V31G-06
Whole-Rock 40Ar/39Ar Step-heating Analyses, Problems and Potential

Wednesday, 16 December 2015: 09:05
308 (Moscone South)
Patrick Boehnke1, Mark Harrison2, Matthew Thomas Heizler3, Oscar M Lovera4 and Paul H Warren2, (1)UCLA, Los Angeles, CA, United States, (2)University of California Los Angeles, Los Angeles, CA, United States, (3)New Mexico Institute of Mining and Technology, Bureau of Geology and Mineral Resources, Socorro, NM, United States, (4)University of California Los Angeles, Earth and Space Sciences, Los Angeles, CA, United States
Abstract:
Whole-rock 40Ar/39Ar step-heating analyses of extra-terrestrial materials are used to constrain the impact history of the inner solar system, the formation age of the Moon, and timing of paleomagnetic fields. Despite the importance of knowing the timing of these important events, the samples we have in hand are usually disturbed through mixing, (multiple?) impact events, and perhaps recoil loss. Extra-terrestrial 40Ar/39Ar data are typically interpreted through the assignment of essentially arbitrary plateau ages rather than through a robust physical model. Although the use of models capable of quantitatively assessing diffusive 40Ar* loss in extra-terrestrial samples has been around for nearly 50 years, this early advance has been widely ignored. Here we present implications of applying a robust, multi-activation energy, multi-diffusion domain model to step-heated 40Ar/39Ar data, with temperature cycling. Our findings show that for even a single heating event, “plateau” ages are unlikely to record meaningful ages. Further, if the sample has experienced multiple heating events or contains inherited clasts, recovering a unique solution may be impossible.
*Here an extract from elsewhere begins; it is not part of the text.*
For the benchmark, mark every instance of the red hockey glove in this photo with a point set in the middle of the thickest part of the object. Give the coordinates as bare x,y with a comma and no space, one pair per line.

Indeed the most readily interpretable portion of the age spectrum is the early heating steps which represents a maximum age estimate of the last re-heating event. Our results challenge the chronologic validity of 40Ar/39Ar “plateau” ages and by extension the hypotheses that are based on this data (e.g., the Late Heavy Bombardment). Future work will require new analytical procedures, interpretative frameworks, and (potentially) the combination of multiple chronometers to derive a robust impact history for the early solar system.